The Falklands again
Falkland Islands, a Territory of the United Kingdom
Last week, when I read that demonstrators in Argentina were protesting food shortages and inflation due to socialist (fascist) policies and that oil companies were about to drill for vast reserves of oil found near the Falklands, I wondered how long it would take Argentina to claim the Falkland Islands again. Yesterday, on the 26th anniversary of the Argentine invasion, the President of Argentina did so.
The people of the islands continue to resolutely and democratically insist that they wish to remain a self-governing Territory of the United Kingdom. Whether they will remain free is an open question.
A brief history of the 1982 Falklands War, including Caspar Weinberger's indispensable role, for which he was knighted by The Queen, follows.
On April 2, 1982, the military dictator of Argentina ordered the invasion of the Falkland Islands, a self-governing Overseas Territory of the United Kingdom.
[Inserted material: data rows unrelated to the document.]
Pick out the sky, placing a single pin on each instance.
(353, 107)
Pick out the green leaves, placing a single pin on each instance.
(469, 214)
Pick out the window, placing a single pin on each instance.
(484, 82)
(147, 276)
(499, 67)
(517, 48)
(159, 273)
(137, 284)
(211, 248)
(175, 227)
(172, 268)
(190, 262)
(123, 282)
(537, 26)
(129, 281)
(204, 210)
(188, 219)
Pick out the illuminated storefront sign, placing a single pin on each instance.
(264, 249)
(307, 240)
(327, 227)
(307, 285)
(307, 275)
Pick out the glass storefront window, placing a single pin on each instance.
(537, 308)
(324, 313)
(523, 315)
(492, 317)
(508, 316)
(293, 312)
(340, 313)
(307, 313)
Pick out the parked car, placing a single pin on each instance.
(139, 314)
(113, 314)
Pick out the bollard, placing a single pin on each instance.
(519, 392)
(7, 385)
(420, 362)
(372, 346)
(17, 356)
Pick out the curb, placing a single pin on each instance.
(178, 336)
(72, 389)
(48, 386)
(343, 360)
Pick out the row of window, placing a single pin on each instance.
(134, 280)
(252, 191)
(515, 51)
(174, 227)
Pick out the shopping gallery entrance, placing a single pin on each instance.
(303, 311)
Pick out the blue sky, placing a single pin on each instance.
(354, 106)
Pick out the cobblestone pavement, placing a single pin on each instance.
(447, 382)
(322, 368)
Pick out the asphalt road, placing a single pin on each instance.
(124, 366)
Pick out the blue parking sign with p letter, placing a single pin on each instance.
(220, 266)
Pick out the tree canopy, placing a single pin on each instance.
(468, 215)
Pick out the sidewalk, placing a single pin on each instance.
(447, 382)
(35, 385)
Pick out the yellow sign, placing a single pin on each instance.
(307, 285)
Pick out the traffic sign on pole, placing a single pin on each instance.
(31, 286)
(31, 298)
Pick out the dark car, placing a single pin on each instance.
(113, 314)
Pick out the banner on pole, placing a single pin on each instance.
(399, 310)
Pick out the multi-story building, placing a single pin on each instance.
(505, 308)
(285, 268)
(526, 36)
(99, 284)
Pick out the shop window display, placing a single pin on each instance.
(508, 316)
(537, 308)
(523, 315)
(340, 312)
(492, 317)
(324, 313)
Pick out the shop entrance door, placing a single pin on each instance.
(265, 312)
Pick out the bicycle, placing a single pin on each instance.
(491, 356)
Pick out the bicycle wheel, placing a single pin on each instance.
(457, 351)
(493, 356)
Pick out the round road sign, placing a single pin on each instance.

The Falkland Islanders wanted to remain British. At the same time, Argentines were engaging in large-scale civil unrest against the repressive military junta. As the junta hoped, the invasion distracted them.
Britain was taken by surprise by the attack, but launched a naval task force to engage the Argentine Navy and Air Force, and retake the islands by amphibious assault if necessary. During the time British ships streamed across the Atlantic, the Argentine government refused to withdraw, as requested by the UN. It refused to respect the Islanders right to self-determination. After combat resulting in 258 British and 649 Argentine deaths, the British prevailed. Happily, the Argentine defeat inspired even greater popular protests against the military junta, which accelerated its downfall.
Prime Minister Thatcher's resolute defence of the Falkland Islands against Argentine aggression won her national and international support. "It was," writes Luigi Barzini, "a highly pragmatic operation undertaken in defense of international law and morality and surely not for gain."
The qualities displayed by British forces in the campaign were exemplary. The islands were restored "to the government desired by their inhabitants". Following the war, Britain's presence increased with the construction of RAF Mount Pleasant and a larger military garrison.
Caspar Weinberger, who was President Ronald Reagan's Secretary of Defense, made British requests for military assistance the highest and most immediate priority - they were answered within 24 hours. US assistance was significant, and included Harriers. To his surprise, Weinberger received a knighthood, and was thanked by The Queen.